Before reading the text answer the following questions using the active vocabulary.

1. If you invested in a company, and then learned that it had particular activities which you object to, would you take your money out of the company and invest it somewhere else?

2. What sort of activities would you object to?

Ethical Investing Linked to Lifestyle and Image

An ethical investment is one that avoids investments in sectors such as tobacco and arms considered by some to be ethically unsound. There are 30 ethical unit trusts in the UK, worth about £750 million. Some investors also manage their own ethical portfolios. In a study of more than 1,100 ethical investors, economists at the Centre for Economic Psychology at the University of Bath have found that ethical investing correlates with other lifestyle choices.
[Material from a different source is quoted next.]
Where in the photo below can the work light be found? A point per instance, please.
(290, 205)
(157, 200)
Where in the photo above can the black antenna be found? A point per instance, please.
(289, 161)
Speaking at the British Association meeting yesterday, Alan Lewis, who led the research, said: ‘Most ethical investors are healthy, educated and caring professional people, middle-aged or older. Hardly any vote for the Conservative.

The paper they read the most is the Guardian. ’ In addition, 16 per cent of those surveyed said they were members of the Labor party. Many were members of charitable organizations such as Amnesty International and Oxfam, a third-world aid charity. There is no obvious gender bias. ‘It appears that this is part of a lifestyle package,’ said Dr Lewis.

As ethical investments frequently underperform other portfolios, most ethical investors seem to be prepared to take a loss to support their moral beliefs. Some 80 per cent would be prepared to take a 2 per cent loss in income per year compared with an ordinary portfolio if their overall return was 8 per cent.

Everything, though, has its price. Some 40 per cent of those surveyed said they would reduce their ethical investments if they were underperforming ordinary investments by 5 per cent. The size of an investor’s portfolio seems to have no influence on this decision.

 

Exercise 1. The first sentence of the article means that ethical investors avoid companies that produce:

a) arms of any kind,

b) certain types of arms.

 

Exercise 2. Which of these statements about typical ethical investors in the UK are true and which false? Correct the false ones.

a) They all vote Labour.

b) They are young and working class.

c) They often read The Times.

d) They are likely to support Amnesty International.

e) There are far more women than men.

 

Exercise 3. ‘… ethical investments frequently underperform other portfolios’ means that in relation to ordinary investments they are:

a) more profitable

b) just as profitable

c) less profitable

 

Exercise 4. Expand on the following subjects.

a) At what point would ethical investors change their investments if they performed much less well?

b) If they have a lot of money invested, is this figure different?